Network Troubleshooting


Good network troubleshooting is a repeatable process. The goal is not to run every command you know. The goal is to reduce the problem to the smallest failing component and gather evidence before making changes.

1. Define the Symptom Precisely

“The network is down” is not a useful problem statement. Ask:

  • Which users, devices, sites, or applications are affected?
  • Is the problem complete failure, slowness, packet loss, or intermittent behavior?
  • Did it begin at a specific time?
  • What changed shortly before the problem began?
  • Does the failure affect IPv4, IPv6, or both?
  • Can the problem be reproduced?

2. Establish the Scope

Compare a failing client with a working client. Test from the same VLAN, another VLAN, the default gateway, and a remote location. Scope tells you whether to focus on an endpoint, access switch, routing path, service, or broader provider issue.

3. Work Through the Path

Layer or functionQuestions to answer
PhysicalIs the interface up? Are optics, cabling, light levels, errors, or power abnormal?
Data linkIs the port in the correct VLAN? Is the MAC learned? Is spanning tree blocking?
AddressingDoes the client have the correct address, prefix, gateway, and DNS servers?
Neighbor discoveryCan ARP or IPv6 ND resolve the next hop?
RoutingIs there a route in both directions? Is the selected path expected?
PolicyDo ACLs, firewalls, NAT, or security groups permit the traffic?
TransportIs the target port listening? Does the TCP handshake complete?
ApplicationIs DNS correct? Is TLS valid? Is the service healthy?

4. Test Incrementally

ping 127.0.0.1
ping <local-interface-address>
ping <default-gateway>
ping <remote-address>
traceroute <remote-address>
dig <hostname>
curl -v https://example.com/

Each test should answer one question. A successful ping to an IP address but failed access by hostname suggests DNS or application behavior, not a general routing failure.

5. Check Both Directions

Many incidents are caused by missing return routes, asymmetric firewall state, or NAT behavior. A forward path may look correct while response traffic takes another route or is dropped.

6. Use Counters and Logs

  • Interface input and output errors
  • Discards and queue drops
  • CRC errors and speed or duplex mismatch
  • Routing adjacency changes
  • Firewall deny counters
  • DHCP pool utilization
  • CPU, memory, and control-plane load

A counter is most useful when observed over time. Clear a noncritical counter or record its current value, reproduce the problem, and check whether it increases.

7. Capture Packets at the Right Point

Packet capture reveals what actually crossed an interface. Capture as close as possible to the suspected failure and use narrow filters to reduce noise.
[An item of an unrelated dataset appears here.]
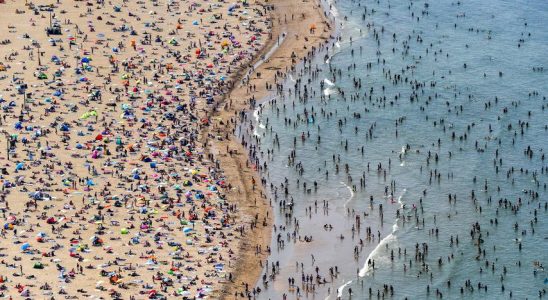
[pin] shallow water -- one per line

tcpdump -ni eth0 host 192.0.2.25
tcpdump -ni eth0 port 53
tcpdump -ni eth0 'tcp port 443 and host 203.0.113.10'
tcpdump -ni eth0 -s 0 -w incident.pcap

Useful Wireshark display filters

ip.addr == 192.0.2.25
tcp.port == 443
dns
icmp || icmpv6
tcp.analysis.retransmission
tcp.flags.syn == 1 && tcp.flags.ack == 0

8. Change One Thing at a Time

Multiple simultaneous changes destroy evidence and make rollback difficult. Record the original state, make one controlled change, retest, and revert it if it does not improve the symptom.

Common Patterns

  • Works by IP but not name: DNS resolution, search suffix, or stale cache.
  • Local subnet works, remote does not: Gateway, routing, ACL, or return path.
  • Small packets work, large transfers fail: MTU, PMTUD, tunnel overhead, or MSS.
  • Intermittent loss: Interface errors, congestion, flapping routes, wireless interference, or overloaded state tables.
  • Only one application fails: Port policy, TLS, proxy, load balancer, or application health.
  • Only IPv6 fails: Router advertisements, prefix delegation, DNS AAAA records, firewall policy, or missing return route.

Incident Notes Template

Start time: When the problem was first observed.

Impact: Affected sites, users, services, and protocols.

Known good: Tests and components that work.

Known bad: Reproducible failures and evidence.

Recent changes: Deployments, maintenance, provider work, or configuration changes.

Actions: Commands, captures, changes, and results.

Resolution: Root cause, corrective action, and prevention.